$\lim_{x \to 1}\frac{3}{1-x^{1/2}} - \frac{3}{1-x^{1/3}}$ - my answer is wrong (why?) Need to find 
$$\lim_{x \to 1}\frac{3}{1-x^{1/2}} - \frac{3}{1-x^{1/3}}$$
One thing I use is
$$\lim_{x \to 1}\frac{x^{1/m}-1}{x^{1/n} - 1} = n/m$$
$$ \lim_{x \to 1}\frac{3}{1-x^{1/2}} - \frac{3}{1-x^{1/3}} = 3\lim_{x \to 1}\frac{x^{1/2} - x^{1/3}}{(1-x^{1/2})((1-x^{1/3})} = 3\lim_{x \to 1}\frac{x^{2/3} (x^{1/6}-1)^2 - 2x^{1/3}+2x^{5/12}}{(1-x^{1/2})((1-x^{1/3})}= 3\lim_{x \to 1}\frac{x^{1/3} (x^{1/6}-1)^2  }{(1-x^{1/2})((1-x^{1/3})} + \frac{2x^{8/12}(x^{1/12} - 1)^2+4x^{5/24}-4x^{4/24}}{(1-x^{1/2})((1-x^{1/3})}  + ... = 3*(1/6 + 2*(3/12*2/12) + 4*(3/24*2/24)... = 3(1/6 + 1/12 + 1/24+...) = 3(\frac{1/6}{1-1/2}) = 1 $$
Answer in my book is 1/2.
Important note I'm in the part of book where integration and differntiation is not covered. 
 A: Put $$t=x^{\frac{1}{6}}.$$
we compute
$$\lim_{t\to 1}\frac{3}{1-t}\left(\frac{1}{1+t+t^2}-\frac{1}{1+t}\right)$$
$$=\lim_{t\to 1}\left(\frac{1}{1-t}\right)\frac{-1}{2}$$
$=+\infty$ at $1^+$  and $-\infty$ at $1^-$.
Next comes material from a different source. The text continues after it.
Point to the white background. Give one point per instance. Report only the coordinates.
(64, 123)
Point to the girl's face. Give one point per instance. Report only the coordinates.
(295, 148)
A: It's likely there was a typo, and the intended problem was
$$\lim_{x\to1}\left({3\over1-x^{1/2}}-{2\over1-x^{1/3}} \right)$$
In general, if you are taking a limit of ${A\over1-x^{1/2}}-{B\over1-x^{1/3}}$, Abdallah Hammam's trick of letting $x=t^6$ is a good way to go:
$${A\over1-x^{1/2}}-{B\over1-x^{1/3}}={A\over1-t^3}-{B\over1-t^2}={1\over1-t}\left({A\over1+t+t^2}-{B\over1+t} \right)={(A-B)+(A-B)t-Bt^2\over(1-t)(1+t+t^2)(1+t)}$$
Since there is a $1-t$ in the denominator, you need for the numerator to go to $0$ as $t$ goes to $1$ in order for the limit to exist.  That is, you need
$$(A-B)+(A-B)-B=0$$
which is to say, you need $2A=3B$ in order to have a limit.  If, indeed, the problem meant to have $A=3$ and $B=2$ (instead of $A=B=3$), the last line is
$${1+t-2t^2\over(1-t)(1+t+t^2)(1+t)}={(1-t)(1+2t)\over(1-t)(1+t+t^2)(1+t)}={1+2t\over(1+t+t^2)(1+t)}$$
which tends to $3/(3\cdot2)=1/2$ as $t\to1$.
A: Put $$t=x-1.$$
then 
$$x^\frac12=(1+t)^\frac12$$
$$=1+\frac12 t(1+\epsilon(t))$$
and
$$x^\frac13=(1+t)^\frac13$$
$$=1+\frac13t(1+\epsilon(t))$$
thus, you compute
$$3\lim_{t\to 0}\frac1t(3-2)$$
$$=\lim_{t\to 0}\frac3t$$
$=+\infty $ at $t\to 0^+$ or $x\to 1^+$
and
$-\infty$ at $t\to 0^-$ or $x\to 1^-$.